Being (T)here Review

I went to an amazing performance by Chaw Ei Thein in NYC. Chaw Ei is an exiled Myanmar artist, making her own way in New York these past couple of years and presenting strongly political work on the art scene. Here’s a review I wrote of the show.


What does the notion of exile mean in today’s globalized world?  Furthermore, what does globalization mean to us who live within this word of context, institution and economy? We look at history as a teacher – one who pushes, brings to light the injustices and hardships of a world that once was.  This present overview of history highlights heroes and buries traitors, those inhumane men and women who are wrong only in hindsight.  Though these traitors led the masses as lemmings off of cliffs, those lemmings are not held accountable.  It is the leaders who should have known better.

What of the heroes?  Are they remembered as they should be?  Do they live among us today?  These representatives of history continue to have voices and hold the torch for many to come.  In this particular case you may or may not have heard of their work – their relentless devotion to what is right and just.  These individuals have the capacity to hold the potentials of human freedom to the highest standard.  Demands are made, prisoners taken and what we are left with are words and ideas of what should be.

When you read these names – Breyten Breytenbach, Ye Taik, Chaw Ei Thein, Huang Xiang – do they mean anything to you?  Do you feel the weight of their influence and purpose?  When you read these names – South Africa, Burma, China – does your mind fill with thoughts of turmoil and struggle?  Perhaps emotions of threat and fear? This is history speaking to you.  A history fraught with the gesticulating images of freedom fighters and apartheid, torture and revolution, prosperity and the trafficking of cultural differences.

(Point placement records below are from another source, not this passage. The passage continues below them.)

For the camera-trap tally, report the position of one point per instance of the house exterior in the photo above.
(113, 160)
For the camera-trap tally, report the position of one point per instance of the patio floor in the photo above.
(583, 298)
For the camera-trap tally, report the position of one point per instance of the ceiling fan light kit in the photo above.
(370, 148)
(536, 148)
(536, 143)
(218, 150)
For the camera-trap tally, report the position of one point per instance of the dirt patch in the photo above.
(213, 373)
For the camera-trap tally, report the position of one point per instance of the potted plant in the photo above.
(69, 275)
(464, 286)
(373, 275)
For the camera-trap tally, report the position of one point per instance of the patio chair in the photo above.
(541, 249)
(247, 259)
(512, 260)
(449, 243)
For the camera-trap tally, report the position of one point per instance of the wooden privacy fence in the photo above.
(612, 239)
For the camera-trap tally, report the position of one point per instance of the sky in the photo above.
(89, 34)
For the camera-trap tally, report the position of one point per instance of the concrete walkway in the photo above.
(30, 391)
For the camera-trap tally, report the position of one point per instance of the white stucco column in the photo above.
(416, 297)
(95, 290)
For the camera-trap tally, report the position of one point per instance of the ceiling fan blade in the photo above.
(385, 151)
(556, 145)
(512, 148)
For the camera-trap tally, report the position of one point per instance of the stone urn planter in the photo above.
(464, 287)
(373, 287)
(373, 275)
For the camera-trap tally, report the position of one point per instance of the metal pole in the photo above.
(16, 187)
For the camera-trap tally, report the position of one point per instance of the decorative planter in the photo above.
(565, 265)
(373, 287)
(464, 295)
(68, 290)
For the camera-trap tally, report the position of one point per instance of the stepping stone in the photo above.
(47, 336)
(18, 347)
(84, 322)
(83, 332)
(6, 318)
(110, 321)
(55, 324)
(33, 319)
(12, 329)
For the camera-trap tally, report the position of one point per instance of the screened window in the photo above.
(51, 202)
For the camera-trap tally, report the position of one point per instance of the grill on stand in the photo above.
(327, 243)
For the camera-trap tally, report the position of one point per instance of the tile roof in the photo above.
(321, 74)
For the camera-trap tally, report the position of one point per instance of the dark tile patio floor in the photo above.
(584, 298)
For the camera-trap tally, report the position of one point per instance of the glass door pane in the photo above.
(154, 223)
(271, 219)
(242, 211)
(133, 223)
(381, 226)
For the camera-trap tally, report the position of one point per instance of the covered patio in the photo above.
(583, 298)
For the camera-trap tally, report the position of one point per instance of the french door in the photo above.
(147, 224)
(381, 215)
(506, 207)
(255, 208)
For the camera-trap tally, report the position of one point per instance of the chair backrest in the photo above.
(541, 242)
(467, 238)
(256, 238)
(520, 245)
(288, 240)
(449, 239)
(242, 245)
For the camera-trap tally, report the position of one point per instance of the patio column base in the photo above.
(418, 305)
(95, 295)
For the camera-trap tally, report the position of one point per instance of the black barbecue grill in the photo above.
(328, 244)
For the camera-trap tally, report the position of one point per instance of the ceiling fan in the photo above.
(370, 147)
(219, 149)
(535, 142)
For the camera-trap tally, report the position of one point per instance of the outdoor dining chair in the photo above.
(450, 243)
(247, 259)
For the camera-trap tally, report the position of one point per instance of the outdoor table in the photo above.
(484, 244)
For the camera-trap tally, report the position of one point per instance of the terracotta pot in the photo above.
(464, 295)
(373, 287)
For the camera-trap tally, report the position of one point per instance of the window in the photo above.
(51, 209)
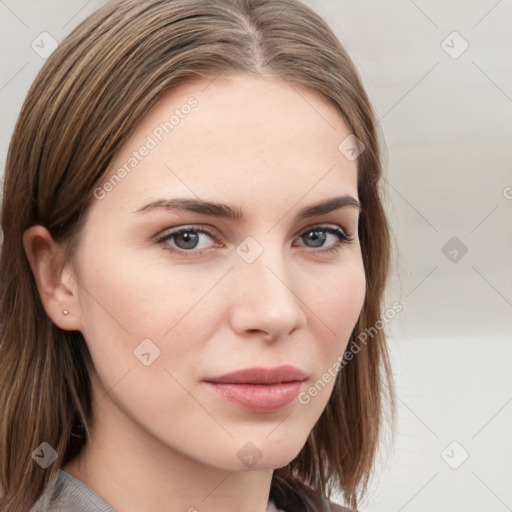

Attempting to compartmentalize what is and what was is an essential part of analysis.  It allows a viewer or reader of history to restore images of the changes and “progress” made.  In South Africa, though the damage was done the scars remain.  Consider the fear over the most recent World Cup – the possibilities of riots and resistance. Or the fairly recent killing of Eugene Terreblanche and the controversy it awakened.  Or the still clearly cut lines between black, white and coloured. In China, the façade of prosperity exists as a gateway to the trials and tribulations of those still suffering at the hands of history.  Nobel Peace Prize winner Liu Xiaobo as an empty seat and the far-reaching influence of the Chinese government on those whose resources they share.  The inexplicable human rights violations.  In Burma, the steadfast spirit of the people pale in comparison to a powerful nemesis which continues to loom over the country.  The continued corruption and inconsistent rule of the military junta as well as those held without trial for decades, imprisoned for assumed political activism.  The recent freeing of Aung San Suu Kyi.

How fitting that these 4 individuals – Chaw Ei Thein, Breyten Breytebach, Ye Taik and Huang Xiang – were invited to perform their poetry, thoughts and art to Being (T)here: A Panel Performance on Art in Exile at the Nuyorican Poets Café on December 6th, 2010.